What controls stage-specific transcription is still an open question. One interesting feature of the annotation of the whole P. falciparum genome is that the number of readily identifiable transcription factors is very small. Cascades of transcription (transcripts to go) have been demonstrated in asexual blood-stage development and the same probably happens at all points of vegetative growth in the Plasmodium life cycle (Bozdech et al., 2003; Le Roch et al., 2003; Waters, 2003). In the absence of a range of clearly definable transcription factors, one alternative hypothesis would be that epigenetic chromatin accessibility would determine gene expression. Histone modification is well known to play a central role in determining the accessibility of genes, largely through phosphorylation, methylation and acetylation of the core histones that form the nucelosomes around which DNA is wrapped.
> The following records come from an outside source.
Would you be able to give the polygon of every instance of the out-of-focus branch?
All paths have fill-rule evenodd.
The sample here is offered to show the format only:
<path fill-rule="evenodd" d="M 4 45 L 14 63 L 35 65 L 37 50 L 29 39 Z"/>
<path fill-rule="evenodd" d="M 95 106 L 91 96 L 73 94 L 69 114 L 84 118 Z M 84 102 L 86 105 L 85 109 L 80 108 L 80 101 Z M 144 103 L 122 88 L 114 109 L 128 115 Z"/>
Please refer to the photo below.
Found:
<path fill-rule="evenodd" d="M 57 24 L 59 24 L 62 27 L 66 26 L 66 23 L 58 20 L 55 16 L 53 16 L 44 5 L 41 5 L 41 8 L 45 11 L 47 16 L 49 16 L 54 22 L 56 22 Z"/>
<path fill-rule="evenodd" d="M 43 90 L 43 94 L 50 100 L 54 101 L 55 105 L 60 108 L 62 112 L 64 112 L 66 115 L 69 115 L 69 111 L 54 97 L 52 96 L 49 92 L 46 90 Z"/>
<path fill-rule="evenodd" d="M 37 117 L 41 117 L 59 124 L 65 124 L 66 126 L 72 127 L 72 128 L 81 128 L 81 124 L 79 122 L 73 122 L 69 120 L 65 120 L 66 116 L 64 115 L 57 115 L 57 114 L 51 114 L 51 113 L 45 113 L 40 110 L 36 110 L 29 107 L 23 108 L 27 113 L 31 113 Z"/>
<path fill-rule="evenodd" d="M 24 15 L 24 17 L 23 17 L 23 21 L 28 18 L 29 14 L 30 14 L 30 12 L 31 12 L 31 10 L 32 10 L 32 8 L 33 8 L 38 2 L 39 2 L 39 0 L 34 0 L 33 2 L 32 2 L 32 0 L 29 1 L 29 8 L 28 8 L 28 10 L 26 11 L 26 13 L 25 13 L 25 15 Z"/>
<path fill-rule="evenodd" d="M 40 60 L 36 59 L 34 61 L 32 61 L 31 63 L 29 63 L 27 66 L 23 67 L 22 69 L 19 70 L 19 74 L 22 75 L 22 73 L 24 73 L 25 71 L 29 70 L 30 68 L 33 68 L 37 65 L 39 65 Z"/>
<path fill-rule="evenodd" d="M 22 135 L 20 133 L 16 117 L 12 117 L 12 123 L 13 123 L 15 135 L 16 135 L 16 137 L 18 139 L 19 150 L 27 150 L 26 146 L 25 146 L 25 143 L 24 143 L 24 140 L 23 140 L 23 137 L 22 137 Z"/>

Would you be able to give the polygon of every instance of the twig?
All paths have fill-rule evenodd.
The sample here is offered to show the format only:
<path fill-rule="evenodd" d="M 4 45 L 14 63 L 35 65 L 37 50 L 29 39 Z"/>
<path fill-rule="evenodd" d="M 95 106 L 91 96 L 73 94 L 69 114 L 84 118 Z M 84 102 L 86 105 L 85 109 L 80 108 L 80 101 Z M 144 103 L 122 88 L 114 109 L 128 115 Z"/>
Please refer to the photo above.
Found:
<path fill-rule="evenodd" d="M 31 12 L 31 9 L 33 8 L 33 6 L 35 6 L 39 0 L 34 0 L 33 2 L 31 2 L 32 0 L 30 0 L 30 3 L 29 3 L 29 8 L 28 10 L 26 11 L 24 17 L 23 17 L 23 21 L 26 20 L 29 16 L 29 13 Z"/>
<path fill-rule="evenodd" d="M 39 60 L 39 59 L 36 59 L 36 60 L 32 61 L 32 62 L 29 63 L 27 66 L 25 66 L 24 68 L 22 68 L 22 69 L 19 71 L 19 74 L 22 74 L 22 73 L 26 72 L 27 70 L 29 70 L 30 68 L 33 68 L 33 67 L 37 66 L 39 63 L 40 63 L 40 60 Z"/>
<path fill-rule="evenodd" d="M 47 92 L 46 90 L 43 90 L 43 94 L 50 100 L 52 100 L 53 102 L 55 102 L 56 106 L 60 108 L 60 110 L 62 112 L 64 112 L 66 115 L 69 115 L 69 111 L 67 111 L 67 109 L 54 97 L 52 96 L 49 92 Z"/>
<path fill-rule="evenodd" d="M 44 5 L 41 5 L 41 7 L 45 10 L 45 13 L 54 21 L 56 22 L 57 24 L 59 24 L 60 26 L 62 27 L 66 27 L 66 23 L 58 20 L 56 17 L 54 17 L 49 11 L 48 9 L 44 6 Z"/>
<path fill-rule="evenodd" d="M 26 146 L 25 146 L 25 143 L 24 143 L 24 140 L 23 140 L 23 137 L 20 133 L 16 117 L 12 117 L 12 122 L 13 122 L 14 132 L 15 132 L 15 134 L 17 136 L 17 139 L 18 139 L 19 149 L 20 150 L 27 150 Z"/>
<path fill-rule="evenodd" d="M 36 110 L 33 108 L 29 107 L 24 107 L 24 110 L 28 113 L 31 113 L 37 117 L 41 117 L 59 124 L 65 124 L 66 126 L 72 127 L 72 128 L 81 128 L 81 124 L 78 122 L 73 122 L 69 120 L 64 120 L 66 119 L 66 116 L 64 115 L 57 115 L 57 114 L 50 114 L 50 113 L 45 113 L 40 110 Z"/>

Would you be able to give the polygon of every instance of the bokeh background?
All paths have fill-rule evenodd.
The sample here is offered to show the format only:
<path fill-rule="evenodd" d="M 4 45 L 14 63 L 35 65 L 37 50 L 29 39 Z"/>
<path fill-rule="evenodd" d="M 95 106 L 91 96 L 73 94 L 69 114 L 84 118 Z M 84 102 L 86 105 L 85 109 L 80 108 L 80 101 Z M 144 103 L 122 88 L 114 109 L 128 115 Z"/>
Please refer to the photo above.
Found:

Modification of the histones leads to relaxation of nucleosome structure and greater accessibility to the transcriptional apparatus (Berger, 2002). Therefore, identification of modified histones is an indication of active chromatin and is referred to as the histone code. Studies on P. falciparum to date have demonstrated that there are modified histones in Plasmodium chromatin and future studies using chromatin immunoprecipitation with antibodies that recognize the highly conserved modified histones are expected to show that modified histones are localized to active areas of the genome (Henk Stunnenberg, University of Nijmegen, the Netherlands).
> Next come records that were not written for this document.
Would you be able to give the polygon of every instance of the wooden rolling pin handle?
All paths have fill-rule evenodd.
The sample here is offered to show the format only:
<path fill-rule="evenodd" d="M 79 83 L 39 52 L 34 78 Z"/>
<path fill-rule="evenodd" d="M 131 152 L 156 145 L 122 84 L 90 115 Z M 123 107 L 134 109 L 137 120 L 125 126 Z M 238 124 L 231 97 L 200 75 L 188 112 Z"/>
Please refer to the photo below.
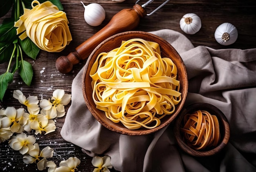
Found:
<path fill-rule="evenodd" d="M 61 73 L 68 73 L 74 65 L 87 58 L 101 42 L 117 33 L 133 29 L 139 25 L 140 18 L 146 15 L 145 9 L 138 4 L 132 9 L 121 10 L 105 26 L 76 47 L 74 51 L 67 56 L 58 57 L 55 63 L 56 68 Z"/>

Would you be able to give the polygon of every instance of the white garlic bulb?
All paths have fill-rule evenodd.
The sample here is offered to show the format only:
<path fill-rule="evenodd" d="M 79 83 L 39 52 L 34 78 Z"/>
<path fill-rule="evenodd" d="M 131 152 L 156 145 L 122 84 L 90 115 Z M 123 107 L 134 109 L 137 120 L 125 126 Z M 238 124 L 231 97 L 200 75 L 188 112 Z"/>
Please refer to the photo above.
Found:
<path fill-rule="evenodd" d="M 185 14 L 180 21 L 180 29 L 186 33 L 193 35 L 199 31 L 202 26 L 200 18 L 194 13 Z"/>
<path fill-rule="evenodd" d="M 115 1 L 117 2 L 122 2 L 124 1 L 125 0 L 112 0 L 112 1 Z"/>
<path fill-rule="evenodd" d="M 85 8 L 83 16 L 87 24 L 92 26 L 97 26 L 102 23 L 106 17 L 104 8 L 99 4 L 92 3 L 87 6 L 81 2 Z"/>
<path fill-rule="evenodd" d="M 236 28 L 229 23 L 223 23 L 219 26 L 214 33 L 216 41 L 223 45 L 230 45 L 236 42 L 238 36 Z"/>

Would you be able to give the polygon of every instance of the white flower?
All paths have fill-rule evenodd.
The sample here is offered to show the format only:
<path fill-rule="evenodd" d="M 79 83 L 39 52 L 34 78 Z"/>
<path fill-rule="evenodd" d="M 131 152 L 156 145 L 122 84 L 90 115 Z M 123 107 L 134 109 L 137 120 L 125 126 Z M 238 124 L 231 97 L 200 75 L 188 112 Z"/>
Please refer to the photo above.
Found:
<path fill-rule="evenodd" d="M 74 172 L 77 170 L 76 167 L 80 164 L 80 160 L 76 157 L 70 157 L 67 160 L 62 161 L 60 167 L 55 169 L 55 172 Z"/>
<path fill-rule="evenodd" d="M 51 161 L 50 161 L 47 162 L 47 167 L 49 167 L 48 172 L 55 172 L 57 165 L 56 165 L 55 163 Z"/>
<path fill-rule="evenodd" d="M 47 146 L 42 151 L 39 149 L 38 143 L 35 143 L 29 151 L 29 155 L 26 155 L 23 157 L 23 160 L 25 163 L 29 164 L 37 163 L 37 168 L 39 170 L 42 170 L 46 168 L 47 166 L 47 158 L 52 158 L 53 156 L 53 149 Z M 43 158 L 40 159 L 40 158 Z"/>
<path fill-rule="evenodd" d="M 0 109 L 0 116 L 4 115 L 4 109 L 2 108 Z"/>
<path fill-rule="evenodd" d="M 0 143 L 9 139 L 12 135 L 10 127 L 4 128 L 2 127 L 1 125 L 2 117 L 0 116 Z"/>
<path fill-rule="evenodd" d="M 110 158 L 108 156 L 103 157 L 95 156 L 92 161 L 92 165 L 95 167 L 93 172 L 110 172 L 108 168 L 112 168 L 113 166 L 110 163 Z"/>
<path fill-rule="evenodd" d="M 2 119 L 2 128 L 8 128 L 11 125 L 10 129 L 13 133 L 20 133 L 23 131 L 23 128 L 21 125 L 26 122 L 23 117 L 25 113 L 23 108 L 20 108 L 16 110 L 14 107 L 7 107 L 2 112 L 5 115 Z"/>
<path fill-rule="evenodd" d="M 38 111 L 29 111 L 29 113 L 25 113 L 23 115 L 25 119 L 27 120 L 26 124 L 23 125 L 24 130 L 27 132 L 29 132 L 32 130 L 32 126 L 39 126 L 40 121 L 43 121 L 43 123 L 48 123 L 48 119 L 41 114 L 38 114 Z M 34 128 L 33 128 L 35 130 Z M 38 128 L 36 128 L 38 129 Z"/>
<path fill-rule="evenodd" d="M 28 136 L 24 133 L 17 134 L 16 136 L 13 136 L 9 140 L 9 144 L 11 148 L 15 150 L 19 150 L 20 153 L 24 154 L 27 152 L 29 148 L 36 143 L 36 137 Z"/>
<path fill-rule="evenodd" d="M 40 106 L 45 110 L 51 110 L 52 113 L 56 112 L 57 117 L 62 117 L 65 115 L 64 106 L 67 105 L 71 99 L 71 95 L 65 94 L 64 90 L 57 89 L 52 93 L 51 100 L 43 99 L 40 101 Z"/>
<path fill-rule="evenodd" d="M 46 119 L 46 117 L 43 116 L 43 117 Z M 43 121 L 39 121 L 38 123 L 31 123 L 30 124 L 31 128 L 33 130 L 35 130 L 36 132 L 35 134 L 36 135 L 38 134 L 40 135 L 42 134 L 42 132 L 45 132 L 45 135 L 46 135 L 51 132 L 53 132 L 55 131 L 56 129 L 56 126 L 55 126 L 55 123 L 52 120 L 44 120 Z"/>
<path fill-rule="evenodd" d="M 39 112 L 40 108 L 38 104 L 39 101 L 36 96 L 29 96 L 26 98 L 23 93 L 19 90 L 15 90 L 13 91 L 13 97 L 14 98 L 19 100 L 20 103 L 27 106 L 28 110 L 30 111 L 36 111 Z"/>

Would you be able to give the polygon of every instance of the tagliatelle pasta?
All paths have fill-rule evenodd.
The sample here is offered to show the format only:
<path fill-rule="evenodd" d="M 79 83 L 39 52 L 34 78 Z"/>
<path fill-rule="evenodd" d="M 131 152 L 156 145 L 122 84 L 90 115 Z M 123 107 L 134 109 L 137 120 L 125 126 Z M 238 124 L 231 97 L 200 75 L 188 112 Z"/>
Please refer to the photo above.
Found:
<path fill-rule="evenodd" d="M 18 27 L 17 34 L 22 33 L 20 39 L 28 37 L 38 47 L 48 52 L 62 51 L 72 40 L 66 13 L 49 1 L 40 4 L 34 0 L 31 6 L 31 9 L 24 9 L 24 13 L 14 24 Z"/>
<path fill-rule="evenodd" d="M 177 68 L 162 58 L 155 42 L 135 38 L 103 52 L 93 64 L 92 97 L 97 108 L 129 129 L 153 128 L 181 100 Z"/>
<path fill-rule="evenodd" d="M 185 115 L 180 128 L 188 145 L 197 150 L 218 146 L 220 139 L 218 119 L 205 110 L 198 110 Z"/>

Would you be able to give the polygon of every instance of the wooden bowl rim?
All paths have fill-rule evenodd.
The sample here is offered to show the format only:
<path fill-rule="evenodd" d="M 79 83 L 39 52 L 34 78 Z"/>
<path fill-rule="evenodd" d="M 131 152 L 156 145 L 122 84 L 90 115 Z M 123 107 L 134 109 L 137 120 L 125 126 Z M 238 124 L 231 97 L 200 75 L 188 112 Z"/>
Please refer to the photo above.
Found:
<path fill-rule="evenodd" d="M 224 132 L 224 135 L 222 137 L 222 140 L 218 146 L 211 150 L 207 151 L 195 150 L 186 144 L 182 139 L 180 126 L 184 116 L 187 113 L 199 110 L 208 111 L 210 113 L 214 112 L 219 120 L 220 125 L 222 125 L 222 128 L 224 129 L 224 130 L 223 131 Z M 220 120 L 221 121 L 220 121 Z M 176 141 L 180 148 L 185 152 L 195 157 L 211 156 L 218 153 L 227 144 L 230 135 L 229 124 L 225 115 L 216 106 L 207 103 L 195 103 L 184 108 L 179 117 L 176 119 L 173 130 Z"/>
<path fill-rule="evenodd" d="M 172 116 L 168 119 L 168 120 L 166 120 L 165 121 L 164 121 L 164 122 L 163 122 L 163 121 L 161 121 L 161 123 L 159 126 L 156 127 L 155 128 L 151 129 L 148 129 L 143 128 L 141 128 L 137 130 L 129 130 L 127 128 L 124 129 L 118 128 L 118 127 L 117 128 L 115 128 L 115 127 L 113 128 L 113 127 L 110 126 L 110 125 L 106 123 L 102 120 L 101 120 L 101 119 L 100 117 L 99 117 L 98 116 L 98 115 L 95 113 L 95 112 L 94 112 L 92 107 L 90 106 L 90 102 L 87 97 L 85 91 L 86 87 L 85 81 L 86 74 L 88 72 L 90 72 L 87 71 L 87 69 L 89 66 L 89 62 L 91 59 L 92 58 L 92 57 L 94 54 L 96 53 L 97 51 L 100 48 L 100 47 L 101 47 L 101 46 L 102 46 L 102 45 L 103 45 L 108 41 L 115 39 L 117 37 L 121 37 L 123 35 L 131 35 L 132 34 L 136 34 L 136 37 L 140 37 L 139 35 L 141 35 L 140 37 L 142 36 L 141 36 L 141 35 L 143 35 L 144 36 L 146 35 L 147 37 L 151 37 L 151 38 L 156 39 L 157 40 L 158 40 L 158 42 L 162 42 L 163 43 L 164 43 L 166 45 L 166 46 L 167 46 L 168 48 L 170 48 L 172 52 L 173 53 L 174 56 L 175 56 L 175 57 L 177 57 L 178 60 L 180 61 L 180 65 L 181 66 L 181 67 L 183 70 L 183 72 L 184 73 L 183 75 L 184 75 L 184 85 L 183 86 L 184 87 L 183 88 L 184 89 L 184 92 L 183 94 L 182 99 L 181 101 L 179 103 L 179 104 L 178 104 L 178 108 L 177 108 L 177 107 L 176 107 L 176 109 L 175 109 L 175 112 L 172 114 Z M 130 39 L 131 39 L 131 38 Z M 107 39 L 102 42 L 99 45 L 98 45 L 94 50 L 91 53 L 88 59 L 87 60 L 86 63 L 85 65 L 85 68 L 83 74 L 82 82 L 83 82 L 83 94 L 85 101 L 85 104 L 88 109 L 90 111 L 92 115 L 94 117 L 94 118 L 103 126 L 107 128 L 110 130 L 119 134 L 128 135 L 143 135 L 149 134 L 155 132 L 160 129 L 165 127 L 167 125 L 168 125 L 172 121 L 173 121 L 175 119 L 175 118 L 177 116 L 180 112 L 182 109 L 182 108 L 183 108 L 183 106 L 184 104 L 186 98 L 188 91 L 188 90 L 189 84 L 186 69 L 186 66 L 185 66 L 185 64 L 184 64 L 182 59 L 181 58 L 180 56 L 177 52 L 176 50 L 171 45 L 171 44 L 170 44 L 168 42 L 167 42 L 166 40 L 162 38 L 162 37 L 152 33 L 149 33 L 148 32 L 141 31 L 129 31 L 118 33 L 109 37 L 109 38 L 107 38 Z M 113 126 L 115 126 L 117 125 L 117 124 L 115 124 L 114 122 L 112 122 L 112 123 L 113 124 L 112 125 Z"/>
The journey of the parasite from gametocyte to liver-stage hepatocyte is fraught with danger. The host immune system can be active against circulating gametocytes and sporozoites as well as attacking the infected hepatocyte as a result of MHC II-associated antigen presentation. However, the greatest biological bottlenecks that result in severe reduction of parasite numbers result from interaction of the parasite with the mosquito innate immunity (MII) mechanisms (Dimopoulos et al., 2002). The line between success and failure can be fine for the parasite. A susceptible strain of A. gambiae kills 80% of the ookinetes and the resistant mosquito line 100% of ookinetes largely through melanization of the parasite as it traverses or emerges at the midgut epithelium. Thanks to recent technological breakthroughs, notably the completion and annotation of the A. gambiae genome sequence (Holt et al., 2002) and the application of RNAi-based technologies to specific gene knock-down (Blandin et al., 2002), it is possible to analyse swiftly the effect of interesting mosquito genes on parasite transmission. Bioinformatic analysis of the genome identified a thioester-containing protein (TEP) that has the hallmarks of an effector molecule that could be involved in parasite killing. The alleles of TEP were quite different in susceptible and resistant mosquitoes and knock-down of the TEPR allele conferred parasite sensitivity. Pattern recognition molecules are also implicated in MII surveillance (Blandin et al., 2004).
In summary, genomes and genetic manipulation methodologies and model parasites have all been combined in recent years to enhance greatly our understanding of Plasmodium transmission. This exciting trend looks set to continue for many years yet and offers real promise that new therapies and therapeutics will be produced for efficacy testing.